NonProfit PRO's five practical steps to an AI-ready data foundation map cleanly onto lean teams (NonProfit PRO, 2025):
1. ASSESS → where does data live? siloed or unified? who owns quality?
2. PRIORITIZE → pick ONE use case / pilot, not everything at once
3. CONSOLIDATE → reduce silos toward a single source of truth
4. STANDARDIZE → clean: dedupe, fix fields, agree shared metric definitions
5. GOVERN → access controls, privacy rules, named ownershipThe clinic — data hygiene on a real system. Whatever you use — Salesforce Nonprofit Cloud / NPSP, Blackbaud Raiser's Edge NXT, Bonterra Apricot, or just spreadsheets — the same problems show up: duplicate records, names in ALL CAPS, misspellings, inconsistent field values, and the same metric defined three different ways by three teams (Omatic, 2024). Apricot is built around the operational case record (intake, case notes, service history); NPSP organizes data into accounts, contacts, opportunities, and campaigns; Raiser's Edge NXT includes built-in validation tools. In every one, a basic hygiene pass means: merge duplicates, standardize key fields, fill or flag critical blanks, and write down one agreed definition for each outcome metric so "served" means the same thing across every project (Omatic, 2024; PairSoft).

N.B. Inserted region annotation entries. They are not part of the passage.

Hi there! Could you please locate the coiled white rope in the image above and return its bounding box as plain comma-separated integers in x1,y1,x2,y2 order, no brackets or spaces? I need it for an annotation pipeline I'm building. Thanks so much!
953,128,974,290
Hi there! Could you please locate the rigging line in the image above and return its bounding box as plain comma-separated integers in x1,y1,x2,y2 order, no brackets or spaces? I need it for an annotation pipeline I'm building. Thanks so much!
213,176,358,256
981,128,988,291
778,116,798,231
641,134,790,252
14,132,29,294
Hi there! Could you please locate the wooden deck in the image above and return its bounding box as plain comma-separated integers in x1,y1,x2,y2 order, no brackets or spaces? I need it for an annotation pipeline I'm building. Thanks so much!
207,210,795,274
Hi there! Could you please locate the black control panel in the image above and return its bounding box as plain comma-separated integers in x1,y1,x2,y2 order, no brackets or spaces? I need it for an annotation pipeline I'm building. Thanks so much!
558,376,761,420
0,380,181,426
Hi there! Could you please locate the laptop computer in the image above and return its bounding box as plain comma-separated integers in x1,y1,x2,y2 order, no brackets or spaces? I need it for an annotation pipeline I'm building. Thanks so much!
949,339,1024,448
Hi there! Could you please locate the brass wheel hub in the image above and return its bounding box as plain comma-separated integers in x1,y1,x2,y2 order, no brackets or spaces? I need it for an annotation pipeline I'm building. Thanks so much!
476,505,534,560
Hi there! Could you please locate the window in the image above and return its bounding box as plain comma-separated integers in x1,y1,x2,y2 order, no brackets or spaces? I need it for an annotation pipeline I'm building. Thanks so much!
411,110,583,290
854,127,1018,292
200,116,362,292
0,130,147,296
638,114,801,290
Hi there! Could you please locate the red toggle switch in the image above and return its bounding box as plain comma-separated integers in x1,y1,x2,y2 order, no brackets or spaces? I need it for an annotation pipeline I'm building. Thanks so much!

Why this matters for M&E: AI-assisted impact analysis (Module 8) only works if your outcome data is tracked consistently across cohorts and time. Vera Solutions built Salesforce-based M&E tracking outcomes for millions of beneficiaries precisely because consistent, structured outcome data is the prerequisite for any analysis — by hand or by AI (Vera Solutions). A clean data catalog with shared metric definitions is what lets every team "reference the same shared understanding" (NonProfit PRO, 2025).
Your team can answer "how many people did we serve last quarter?" the same way no matter who you ask, because the metric has one written definition. That consistency is worth more to AI-readiness than any new tool.
Cleaning is not a one-time event. Schedule a recurring hygiene pass (quarterly is realistic for lean teams) and assign it to the data owner. A little maintenance beats a heroic annual cleanup nobody has time for.
4D tie-in — Description: Clean, consistently-labeled data is what lets you describe a task to AI precisely. Garbage in, confident-garbage out — Discernment can only catch so much if the underlying data is a mess.